I'm trying to remove elements from a list (list is stored in a pandas dataframe) with .remove()
. The base idea is that i iterate through all the rows in the dataframe then every element in the row (=list), and check whether that particular element is a keeper or a "goner"
data=dict()
data=pd.read_csv('raw_output_v2.csv', names=['ID','Body'])
data['Body']=data['Body'].apply(eval)
keyword_dict={}
for row in tqdm(data['Body'], desc="building dict"):
for word in row:
if word in keyword_dict:
keyword_dict[word]+=1
else:
keyword_dict[word]=1
new_df=remove_sparse_words_from_df(data, keyword_dict, cutoff=1_000_000)

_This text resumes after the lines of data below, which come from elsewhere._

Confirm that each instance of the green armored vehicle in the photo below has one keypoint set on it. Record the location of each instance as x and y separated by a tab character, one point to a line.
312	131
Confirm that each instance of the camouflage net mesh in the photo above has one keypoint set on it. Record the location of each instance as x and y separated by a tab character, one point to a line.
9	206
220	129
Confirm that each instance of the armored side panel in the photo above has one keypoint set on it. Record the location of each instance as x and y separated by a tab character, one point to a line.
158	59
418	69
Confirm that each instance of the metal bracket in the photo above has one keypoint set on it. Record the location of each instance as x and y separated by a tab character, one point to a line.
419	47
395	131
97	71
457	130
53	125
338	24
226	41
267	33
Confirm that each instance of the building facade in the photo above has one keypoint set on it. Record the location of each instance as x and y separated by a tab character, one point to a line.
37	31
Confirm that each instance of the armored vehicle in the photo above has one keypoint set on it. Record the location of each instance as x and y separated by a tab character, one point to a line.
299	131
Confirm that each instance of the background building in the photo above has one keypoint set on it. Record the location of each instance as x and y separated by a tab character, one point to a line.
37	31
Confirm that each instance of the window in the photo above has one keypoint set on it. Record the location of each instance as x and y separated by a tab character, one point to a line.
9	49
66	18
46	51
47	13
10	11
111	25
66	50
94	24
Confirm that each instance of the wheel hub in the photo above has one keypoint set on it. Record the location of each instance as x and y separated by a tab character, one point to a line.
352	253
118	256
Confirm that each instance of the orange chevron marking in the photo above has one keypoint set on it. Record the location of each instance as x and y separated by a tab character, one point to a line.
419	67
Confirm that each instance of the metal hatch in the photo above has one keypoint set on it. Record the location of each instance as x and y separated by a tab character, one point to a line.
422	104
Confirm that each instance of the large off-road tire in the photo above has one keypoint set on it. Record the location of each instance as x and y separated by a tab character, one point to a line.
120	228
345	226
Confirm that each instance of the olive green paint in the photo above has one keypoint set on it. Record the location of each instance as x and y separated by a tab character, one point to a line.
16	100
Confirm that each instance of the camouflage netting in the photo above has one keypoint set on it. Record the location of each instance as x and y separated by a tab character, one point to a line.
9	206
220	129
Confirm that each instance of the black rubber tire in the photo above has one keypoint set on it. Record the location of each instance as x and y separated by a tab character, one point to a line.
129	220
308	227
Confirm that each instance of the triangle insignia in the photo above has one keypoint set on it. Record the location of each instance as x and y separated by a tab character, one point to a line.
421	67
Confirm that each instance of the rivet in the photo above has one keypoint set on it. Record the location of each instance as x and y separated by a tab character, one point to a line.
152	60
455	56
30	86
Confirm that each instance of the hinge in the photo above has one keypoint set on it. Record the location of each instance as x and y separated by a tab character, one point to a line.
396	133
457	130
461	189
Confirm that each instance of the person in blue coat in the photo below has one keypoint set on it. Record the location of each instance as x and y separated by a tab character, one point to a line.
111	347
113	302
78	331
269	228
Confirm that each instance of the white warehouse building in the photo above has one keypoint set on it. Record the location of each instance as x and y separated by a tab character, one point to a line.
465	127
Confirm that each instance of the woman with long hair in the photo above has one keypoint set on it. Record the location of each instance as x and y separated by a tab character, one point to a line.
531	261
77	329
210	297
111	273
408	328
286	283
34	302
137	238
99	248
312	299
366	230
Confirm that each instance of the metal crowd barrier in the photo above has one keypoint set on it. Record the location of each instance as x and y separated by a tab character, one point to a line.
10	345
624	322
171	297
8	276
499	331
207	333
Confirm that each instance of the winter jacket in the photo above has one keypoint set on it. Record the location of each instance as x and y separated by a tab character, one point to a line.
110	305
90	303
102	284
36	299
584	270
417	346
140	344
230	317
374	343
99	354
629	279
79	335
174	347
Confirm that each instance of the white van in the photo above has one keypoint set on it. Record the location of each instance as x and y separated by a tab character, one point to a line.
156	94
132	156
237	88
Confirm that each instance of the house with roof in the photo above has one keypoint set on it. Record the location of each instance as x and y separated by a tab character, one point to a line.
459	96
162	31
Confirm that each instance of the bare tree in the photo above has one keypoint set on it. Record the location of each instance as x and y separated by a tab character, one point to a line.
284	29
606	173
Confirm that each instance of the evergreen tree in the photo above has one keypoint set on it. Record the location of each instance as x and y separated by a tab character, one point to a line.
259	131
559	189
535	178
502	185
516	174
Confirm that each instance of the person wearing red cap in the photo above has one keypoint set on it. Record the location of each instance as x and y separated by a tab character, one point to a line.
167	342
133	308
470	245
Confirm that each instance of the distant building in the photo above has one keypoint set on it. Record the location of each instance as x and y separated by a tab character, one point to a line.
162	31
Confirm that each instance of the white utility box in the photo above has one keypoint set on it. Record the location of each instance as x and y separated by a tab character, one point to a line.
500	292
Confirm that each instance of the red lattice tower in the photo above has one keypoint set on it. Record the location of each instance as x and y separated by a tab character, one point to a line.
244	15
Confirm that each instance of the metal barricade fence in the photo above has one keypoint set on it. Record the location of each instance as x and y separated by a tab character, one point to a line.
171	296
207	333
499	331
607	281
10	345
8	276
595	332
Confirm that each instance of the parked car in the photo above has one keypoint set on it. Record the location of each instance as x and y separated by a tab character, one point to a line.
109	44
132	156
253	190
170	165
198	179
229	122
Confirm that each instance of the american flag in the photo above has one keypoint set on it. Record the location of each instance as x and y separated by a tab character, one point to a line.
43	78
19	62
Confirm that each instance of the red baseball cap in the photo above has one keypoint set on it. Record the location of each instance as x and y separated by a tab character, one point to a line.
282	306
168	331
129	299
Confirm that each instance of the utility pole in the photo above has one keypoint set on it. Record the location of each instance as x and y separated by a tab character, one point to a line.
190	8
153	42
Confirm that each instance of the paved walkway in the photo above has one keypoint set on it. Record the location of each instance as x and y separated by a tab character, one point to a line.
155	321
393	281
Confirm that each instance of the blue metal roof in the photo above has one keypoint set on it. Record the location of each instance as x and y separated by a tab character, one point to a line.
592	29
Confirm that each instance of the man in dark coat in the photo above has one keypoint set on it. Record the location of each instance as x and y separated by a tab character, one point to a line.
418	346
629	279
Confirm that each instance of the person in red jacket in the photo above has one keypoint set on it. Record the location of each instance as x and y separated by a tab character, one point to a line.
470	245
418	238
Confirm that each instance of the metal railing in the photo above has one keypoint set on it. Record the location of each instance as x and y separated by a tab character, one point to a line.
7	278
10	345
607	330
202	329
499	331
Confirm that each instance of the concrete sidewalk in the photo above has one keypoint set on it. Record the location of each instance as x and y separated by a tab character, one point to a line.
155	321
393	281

And here is the important stuff:
def remove_sparse_words_from_df(df, term_freq, cutoff=1):
i=0
for row in tqdm(df['Body'],desc="cleaning df"):
for word in row:
if term_freq[word]<=cutoff:
row.remove(word)
else:
continue
return df
I've uploaded a short example csv to be used here: https://pastebin.com/g25bHCC7.
My problem is: the remove_sparse_words_from_df
function removes some occurances of the words that fall below cutoff, but not all. Example: the word "clean" occurs ~10k in the original dataframe (data), after running remove_sparse_words_from_df
about 2k still remains. Same with other words.
What am I missing?